Isn't it much simpler to just call intel_ring_alloc_seqno during
move_to_active?

> 
> [ 4405.463113] ------------[ cut here ]------------
> [ 4405.464769] kernel BUG at /home/user/src/linux/drivers/gpu/drm/i915/intel_ringbuffer.h:268!
> [ 4405.466392] invalid opcode: 0000 [#1] PREEMPT SMP
> [ 4405.468007] Modules linked in: snd_hda_codec_hdmi hid_generic snd_hda_codec_realtek usbhid hid iTCO_wdt snd_hda_intel psmouse i2c_i801 snd_hda_codec pcspkr snd_hwdep i915 snd_pcm snd_page_alloc snd_timer cfbfillrect snd cfbimgblt lpc_ich cfbcopyarea soundcore drm_kms_helper mfd_core evdev wmi
> [ 4405.471387] CPU: 5 PID: 9300 Comm: gem_storedw_bat Not tainted 3.12.0-rc2-drm_vbl+ #1
> [ 4405.473047] Hardware name:                  /DZ77BH-55K, BIOS BHZ7710H.86A.0100.2013.0517.0942 05/17/2013
> [ 4405.474712] task: ffff8800618d4b00 ti: ffff88010a806000 task.ti: ffff88010a806000
> [ 4405.476370] RIP: 0010:[<ffffffffa009ffa9>]  [<ffffffffa009ffa9>] i915_vma_move_to_active+0x1b9/0x1e0 [i915]
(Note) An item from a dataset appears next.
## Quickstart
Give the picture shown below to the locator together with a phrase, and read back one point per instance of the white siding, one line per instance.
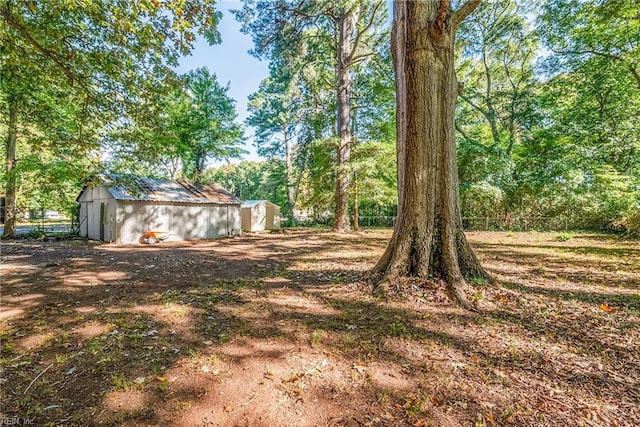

> [ 4405.478045] RSP: 0018:ffff88010a807be8  EFLAGS: 00010246
> [ 4405.479689] RAX: ffff88011a681000 RBX: ffff8800b364f9c0 RCX: ffff88011902b898
> [ 4405.481321] RDX: ffff8800d4a1b6e0 RSI: ffff8800d4a1a8b8 RDI: ffff88011902b840
> [ 4405.482932] RBP: ffff88010a807c08 R08: 0000000000000001 R09: 0000000000000000
> [ 4405.484526] R10: 0000000000000001 R11: 0000000000000000 R12: ffff8800d4a1a8b8
> [ 4405.486100] R13: 0000000000000000 R14: ffff8800d4a18000 R15: ffff8800b364f9c0
> [ 4405.487664] FS:  00007f36c1a738c0(0000) GS:ffff88011f340000(0000) knlGS:0000000000000000
> [ 4405.489216] CS:  0010 DS: 0000 ES: 0000 CR0: 0000000080050033
> [ 4405.490747] CR2: 00007fff1b28ea30 CR3: 0000000119e0d000 CR4: 00000000001407e0
> [ 4405.492276] Stack:
> [ 4405.493774]  ffff88010a807dd8 ffff8800d4a1a8b8 ffff8800d3c1c400 ffffffffa00ac060
> [ 4405.495276]  ffff88010a807d28 ffffffffa00aa0db ffff88010a807cb8 ffffffff810aa4e4
> [ 4405.496776]  0000000000000003 ffff880000000001 ffff8800618d50e8 ffffffff81a9da00
> [ 4405.498265] Call Trace:
> [ 4405.499735]  [<ffffffffa00ac060>] ? gen6_ppgtt_insert_entries+0x1a0/0x1a0 [i915]
> [ 4405.501218]  [<ffffffffa00aa0db>] i915_gem_do_execbuffer.clone.18+0x65b/0x12e0 [i915]
> [ 4405.502685]  [<ffffffff810aa4e4>] ? lock_release_non_nested+0xa4/0x360
> [ 4405.504134]  [<ffffffffa00ab298>] i915_gem_execbuffer2+0xa8/0x290 [i915]
> [ 4405.505573]  [<ffffffff813552b9>] drm_ioctl+0x419/0x5c0
> [ 4405.506991]  [<ffffffff81128b12>] ? handle_mm_fault+0x352/0xa00
> [ 4405.508399]  [<ffffffffa00ab1f0>] ? i915_gem_execbuffer+0x490/0x490 [i915]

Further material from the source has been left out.